Stellantis wieder profitabel: Opel-Mutter dreht die Zahlen
Stellantis hat die Trendwende geschafft. Der Mutterkonzern von Opel kehrt im ersten Quartal 2026 in die Gewinnzone zurück. Der globale Umsatz stieg um 6 Prozent auf 38,1 Milliarden Euro. Der Absatz legte sogar um 11 Prozent zu. Das sind die ersten positiven Signale nach einem turbulenten Jahr 2025.
Ein Milliardenverlust als Ausgangspunkt
Die Ausgangslage war düster. Im ersten Halbjahr 2025 verbuchte Stellantis einen Nettoverlust von 2,3 Milliarden Euro. Der Konzern hatte überraschend tiefrote Zahlen gemeldet. Als Gründe nannte das Unternehmen mehrere Faktoren gleichzeitig.
Ein zentrales Problem war die Elektrostrategie in den USA. Stellantis hatte dort massiv auf Elektrofahrzeuge gesetzt. Die Nachfrage blieb jedoch hinter den Erwartungen zurück. Der Konzern musste seine Pläne korrigieren. Dazu kamen die US-Importzölle, die die Kalkulation zusätzlich belasteten.
Die Aktie des Konzerns geriet unter starken Druck. Anleger reagierten auf die schlechten Zahlen mit Verkäufen.
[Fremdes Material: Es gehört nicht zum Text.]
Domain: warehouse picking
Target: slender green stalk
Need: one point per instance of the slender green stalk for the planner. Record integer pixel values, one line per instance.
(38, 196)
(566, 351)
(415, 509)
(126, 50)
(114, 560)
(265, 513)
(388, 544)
Der Kurs sackte deutlich ab.
Erste Quartalszahlen 2026 zeigen Erholung
Nun melden die Amsterdamer ihren ersten Quartalsbericht für 2026. Das Ergebnis ist positiv. Der Konzern schreibt wieder Gewinn, wenn auch einen schmalen. Der Umsatzanstieg auf 38,1 Milliarden Euro zeigt, dass das operative Geschäft wieder funktioniert.
Der Absatzzuwachs von 11 Prozent ist dabei besonders bemerkenswert. Er zeigt, dass Stellantis wieder mehr Fahrzeuge verkauft. Das betrifft alle Kernmarken des Konzerns. Neben Opel gehören dazu Peugeot, Citroën, Fiat, Jeep und Chrysler.
Was bedeutet das für Opel?
Für Opel und seine Werke in Deutschland ist die Entwicklung von Bedeutung. Opel produziert unter anderem in Rüsselsheim. Die wirtschaftliche Lage des Mutterkonzerns wirkt sich direkt auf Investitionsentscheidungen und Beschäftigung aus.
Stellantis hat in den vergangenen Jahren mehrere Standorte in Europa unter Druck gesetzt. Eine stabile Ertragslage beim Konzern verbessert die Planungssicherheit für die deutschen Werke. Konkrete Zusagen für Investitionen hat Stellantis bislang jedoch nicht gemacht.
Altlasten bremsen weiter
Trotz der positiven Quartalszahlen bleibt die Lage komplex. Die Folgen der gescheiterten US-Elektrostrategie wirken fort. Der Konzern hat Abschreibungen vorgenommen. Diese belasten die Bilanz weiterhin.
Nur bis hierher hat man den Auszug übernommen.